Born in Moscow to the family of Boris Grushin, a prominent Soviet sociologist, , she spent most of her childhood in Prague, Czechoslovakia. She was educated at Pushkin Museum of Fine Arts and Moscow State University before receiving a scholarship to Emory University in 1989. She graduated summa cum laude from Emory in 1993. She became a naturalized US citizen in 2002, but retains Russian citizenship. Grushin has worked as an interpreter for Jimmy Carter, as a cocktail waitress in a jazz bar, a translator at the World Bank, a research analyst at a Washington, DC law firm, and, most recently, an editor at Harvard University's Dumbarton Oaks Research Library and Collection.

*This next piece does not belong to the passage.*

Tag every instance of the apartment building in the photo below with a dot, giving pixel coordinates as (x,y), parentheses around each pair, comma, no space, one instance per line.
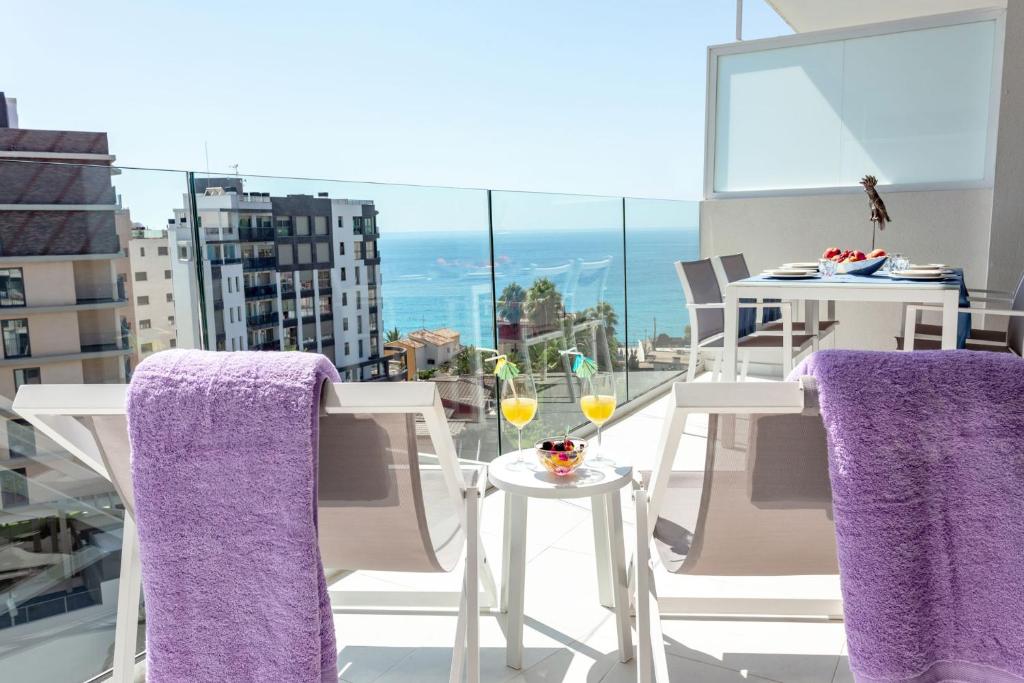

Her first novel, The Dream Life of Sukhanov written in English, was a New York Times Notable Book of 2006, won the 2007 New York Public Library Young Lions Fiction Award, as well as a Top Ten Books of 2006 choice by the Washington Post. It was reviewed by poet Karl Kirchwey in 2006 writing in the Chicago Tribune.[1] The novel is about an artistturnedparty official working for the communist media as an art critic named Sukhanov whose "past catches up with him during the last days of the Soviet Union."[1] Kirchwey wrote:

Seldom has a first novel so perfectly captured a historical moment that seems most real because it resonates with the disaster of an individual life. There is no escape for Sukhanov, and no going back: There is none for any of us. Time sees to that.[1]

Works

  • The Dream Life of Sukhanov, novel (New York: Putnam's Sons, 2006) ISBN 0-399-15298-9
  • The Line (published in the United Kingdom as The Concert Ticket), novel (New York: Putnam's Sons, 2010) ISBN 978-0-399-15616-8

Sources

  • Contemporary Authors Online. The Gale Group, 2006. PEN (Permanent Entry Number): 0000165313.

References

  1. 1.0 1.1 1.2 Karl Kirchwey (August 3, 2006). "'Sukhanov' a brilliant novel about price of compromise". Chicago Tribune. Retrieved 2010-10-15. "Olga Grushin's brilliant first novel, "The Dream Life of Sukhanov" (Putnam, 368 pages, $24.95), considers the case of 56-year-old Anatoly Pavlovich Sukhanov, whose past catches up with him during the last days of the Soviet Union."